Troubled video games retailer, Game Group, has filed for administration just hours after shares in the company were suspended.
The company, which has two stores in Kingston, announced it was entering administration this morning (21 March), having failed to secure extra finance and support from its suppliers.
A statement on the Game Group PLC’s website reads: “Further to this morning’s announcement of the suspension of trading in shares of GAME Group plc, the board has concluded that its discussions with all stakeholders and other parties have not made sufficient progress in the time available to offer a realistic prospect for a solvent solution for the business. The board has therefore today filed a notice of intention to appoint an administrator.
In the short term the Board’s intention is that the business will continue to trade and discussions with lenders and third parties will continue under the protection of the interim moratorium.”
After poor sales over the Christmas period, Game were hit with another blow when game suppliers refused to allocate stock to them.
Guildford based EA Games refused to provide stock of its latest high profile release, Mass Effect 3, and Activision, Capcom, Nintendo and Microsoft are among other companies failing to supply all their releases.
David Burroughs, a student from Guildford, said: “If Game went for good it would be fairly tragic. You might be able to grab the games you want online, but nothing quite matches impulse buying a title you have never seen before from your local shop.”

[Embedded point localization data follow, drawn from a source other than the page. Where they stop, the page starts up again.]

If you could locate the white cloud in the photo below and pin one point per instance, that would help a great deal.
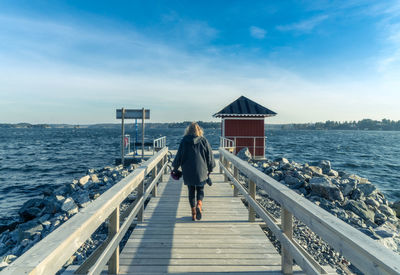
(81, 74)
(305, 25)
(257, 32)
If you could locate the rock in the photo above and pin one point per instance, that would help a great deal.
(291, 180)
(361, 209)
(84, 180)
(82, 198)
(281, 160)
(277, 175)
(372, 202)
(69, 206)
(3, 248)
(28, 230)
(333, 173)
(380, 218)
(9, 259)
(47, 191)
(61, 191)
(388, 243)
(369, 233)
(46, 224)
(357, 195)
(384, 232)
(3, 265)
(25, 242)
(91, 171)
(367, 188)
(325, 165)
(8, 224)
(244, 154)
(315, 170)
(387, 210)
(30, 209)
(347, 186)
(94, 178)
(396, 207)
(52, 204)
(323, 187)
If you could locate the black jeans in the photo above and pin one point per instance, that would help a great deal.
(200, 194)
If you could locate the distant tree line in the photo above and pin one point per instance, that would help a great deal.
(203, 124)
(364, 124)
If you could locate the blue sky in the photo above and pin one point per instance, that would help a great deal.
(77, 61)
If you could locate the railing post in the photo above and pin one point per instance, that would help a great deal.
(221, 160)
(113, 228)
(225, 162)
(164, 162)
(236, 175)
(140, 194)
(252, 193)
(154, 191)
(287, 228)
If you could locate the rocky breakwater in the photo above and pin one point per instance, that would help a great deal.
(38, 217)
(349, 197)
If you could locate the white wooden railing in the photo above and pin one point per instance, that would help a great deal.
(367, 255)
(50, 254)
(227, 143)
(159, 143)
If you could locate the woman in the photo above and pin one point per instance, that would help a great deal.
(197, 161)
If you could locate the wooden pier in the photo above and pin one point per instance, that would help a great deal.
(224, 241)
(228, 240)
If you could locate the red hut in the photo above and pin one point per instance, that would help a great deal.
(243, 123)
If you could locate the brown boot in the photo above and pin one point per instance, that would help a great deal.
(199, 210)
(193, 213)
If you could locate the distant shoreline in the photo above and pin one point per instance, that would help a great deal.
(365, 125)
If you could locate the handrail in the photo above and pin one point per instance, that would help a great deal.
(226, 142)
(159, 143)
(363, 252)
(49, 255)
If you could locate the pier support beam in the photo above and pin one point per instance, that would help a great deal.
(140, 193)
(113, 228)
(287, 227)
(252, 193)
(154, 191)
(236, 175)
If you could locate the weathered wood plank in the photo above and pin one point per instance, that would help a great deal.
(170, 242)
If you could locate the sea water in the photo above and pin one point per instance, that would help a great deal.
(32, 159)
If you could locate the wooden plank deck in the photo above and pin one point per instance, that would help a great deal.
(223, 242)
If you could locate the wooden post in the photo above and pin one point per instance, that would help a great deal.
(154, 192)
(143, 118)
(164, 162)
(252, 193)
(287, 228)
(140, 194)
(254, 148)
(236, 175)
(225, 162)
(113, 228)
(221, 160)
(122, 136)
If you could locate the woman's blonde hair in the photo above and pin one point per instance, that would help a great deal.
(194, 129)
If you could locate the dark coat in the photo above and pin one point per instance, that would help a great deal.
(196, 159)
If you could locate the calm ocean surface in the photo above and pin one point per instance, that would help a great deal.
(31, 159)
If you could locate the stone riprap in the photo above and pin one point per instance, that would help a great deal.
(349, 197)
(38, 217)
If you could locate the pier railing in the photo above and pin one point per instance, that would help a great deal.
(159, 143)
(228, 144)
(50, 254)
(367, 255)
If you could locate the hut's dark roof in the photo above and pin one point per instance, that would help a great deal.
(244, 107)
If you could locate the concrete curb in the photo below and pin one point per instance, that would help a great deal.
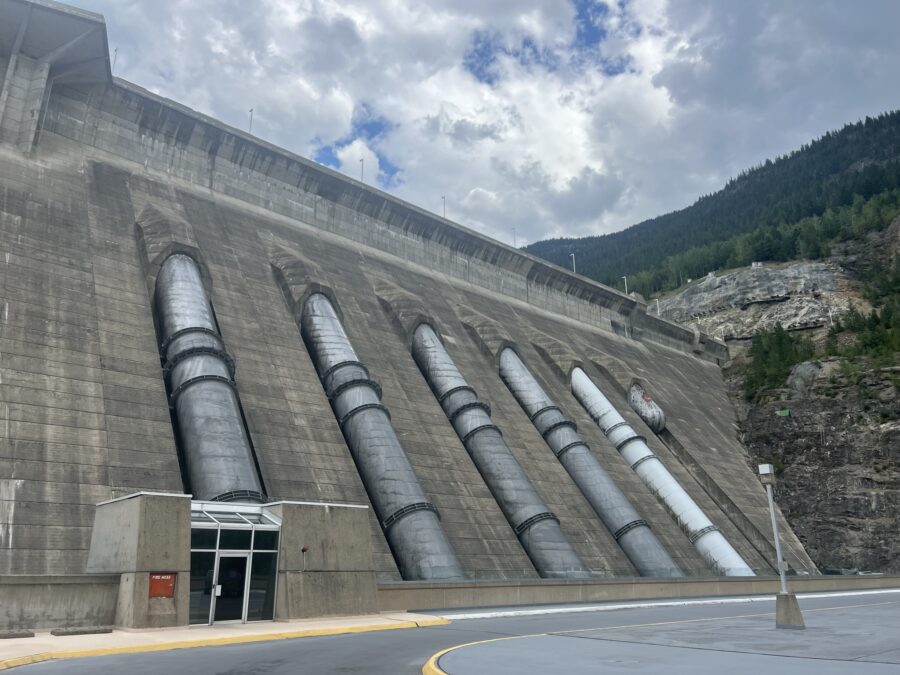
(214, 642)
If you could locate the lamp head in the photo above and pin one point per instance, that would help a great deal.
(767, 473)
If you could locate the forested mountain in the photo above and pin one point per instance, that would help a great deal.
(839, 186)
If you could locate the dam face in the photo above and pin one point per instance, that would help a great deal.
(105, 186)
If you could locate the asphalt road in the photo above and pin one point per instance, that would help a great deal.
(845, 634)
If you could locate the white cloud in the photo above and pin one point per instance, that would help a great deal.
(559, 136)
(357, 159)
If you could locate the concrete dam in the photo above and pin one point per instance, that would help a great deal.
(222, 361)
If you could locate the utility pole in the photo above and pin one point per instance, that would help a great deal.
(787, 610)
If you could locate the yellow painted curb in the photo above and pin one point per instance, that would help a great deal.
(214, 642)
(431, 666)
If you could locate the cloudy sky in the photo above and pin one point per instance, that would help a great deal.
(543, 117)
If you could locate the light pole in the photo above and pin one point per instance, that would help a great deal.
(787, 610)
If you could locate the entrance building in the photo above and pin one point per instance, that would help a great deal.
(234, 562)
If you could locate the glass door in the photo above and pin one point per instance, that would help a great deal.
(231, 588)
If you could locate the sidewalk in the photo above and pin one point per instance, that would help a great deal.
(44, 647)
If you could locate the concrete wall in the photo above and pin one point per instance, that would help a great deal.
(135, 537)
(337, 575)
(407, 596)
(58, 601)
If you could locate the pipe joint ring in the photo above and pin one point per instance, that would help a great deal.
(643, 459)
(528, 523)
(699, 533)
(629, 440)
(193, 351)
(194, 380)
(469, 406)
(240, 496)
(359, 409)
(566, 448)
(465, 439)
(618, 534)
(163, 348)
(543, 410)
(556, 425)
(357, 382)
(406, 510)
(342, 364)
(450, 392)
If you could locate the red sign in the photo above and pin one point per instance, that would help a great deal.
(162, 584)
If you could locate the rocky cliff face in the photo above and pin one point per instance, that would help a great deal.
(801, 296)
(834, 436)
(833, 430)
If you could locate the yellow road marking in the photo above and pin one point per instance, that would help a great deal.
(214, 642)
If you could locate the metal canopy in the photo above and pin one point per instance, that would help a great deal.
(233, 516)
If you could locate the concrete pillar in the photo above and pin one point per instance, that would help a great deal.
(787, 612)
(21, 98)
(138, 536)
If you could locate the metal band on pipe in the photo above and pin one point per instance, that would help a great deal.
(699, 533)
(194, 380)
(608, 430)
(359, 382)
(343, 364)
(643, 459)
(543, 410)
(469, 406)
(525, 524)
(241, 496)
(364, 406)
(406, 510)
(630, 526)
(463, 387)
(557, 425)
(193, 351)
(474, 431)
(566, 448)
(629, 440)
(191, 329)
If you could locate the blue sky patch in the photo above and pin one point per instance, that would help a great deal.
(588, 19)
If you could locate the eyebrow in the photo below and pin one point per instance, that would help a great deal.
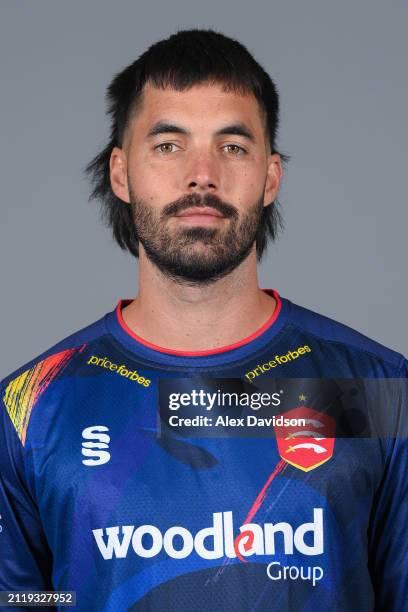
(235, 129)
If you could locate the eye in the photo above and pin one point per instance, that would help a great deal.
(236, 149)
(165, 144)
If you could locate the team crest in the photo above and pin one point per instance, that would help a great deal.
(306, 446)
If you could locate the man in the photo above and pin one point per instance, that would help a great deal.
(127, 475)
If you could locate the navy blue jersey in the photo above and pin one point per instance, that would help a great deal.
(99, 496)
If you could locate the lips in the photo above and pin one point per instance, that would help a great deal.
(204, 211)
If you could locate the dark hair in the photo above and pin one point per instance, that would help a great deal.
(186, 58)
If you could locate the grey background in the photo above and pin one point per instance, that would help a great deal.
(341, 71)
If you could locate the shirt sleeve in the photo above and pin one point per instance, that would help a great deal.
(388, 533)
(25, 558)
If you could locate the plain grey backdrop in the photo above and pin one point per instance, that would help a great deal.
(341, 70)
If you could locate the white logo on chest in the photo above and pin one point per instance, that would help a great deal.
(97, 448)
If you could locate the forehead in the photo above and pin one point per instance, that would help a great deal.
(207, 104)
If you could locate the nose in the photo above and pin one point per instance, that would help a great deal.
(202, 173)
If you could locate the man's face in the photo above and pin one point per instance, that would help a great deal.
(197, 171)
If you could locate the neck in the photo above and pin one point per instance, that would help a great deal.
(177, 316)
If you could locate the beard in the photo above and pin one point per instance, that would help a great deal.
(196, 255)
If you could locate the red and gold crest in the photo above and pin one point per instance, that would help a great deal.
(309, 444)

Philip White, a recreational gamer from Fulham, said: “The problem Game is facing is that people can get games at cheaper prices elsewhere. I frequently buy new releases, but I always shop around to get the best price. With that said, it would be strange not to have a specialised game retailer on every high street and it would be missed.”
The gaming specialist has 600 Game stores in the UK, currently with two in Kingston; the first in a prime Bentall Centre location and the second located on Clarence Street, and 6,000 staff are employed across the country.
If the company fails the find a third party buyer or new finance under protection of a moratorium, a significant number of people will find themselves out of work.
The Market for Computer and Video Games reported earlier today that Game staff will be ‘paid what they’ve earned’, and that employees were informed of this decision this morning via email.
If a takeover bid fails, Kingston’s high street, along with many across the country, will be without a specialist games retailer.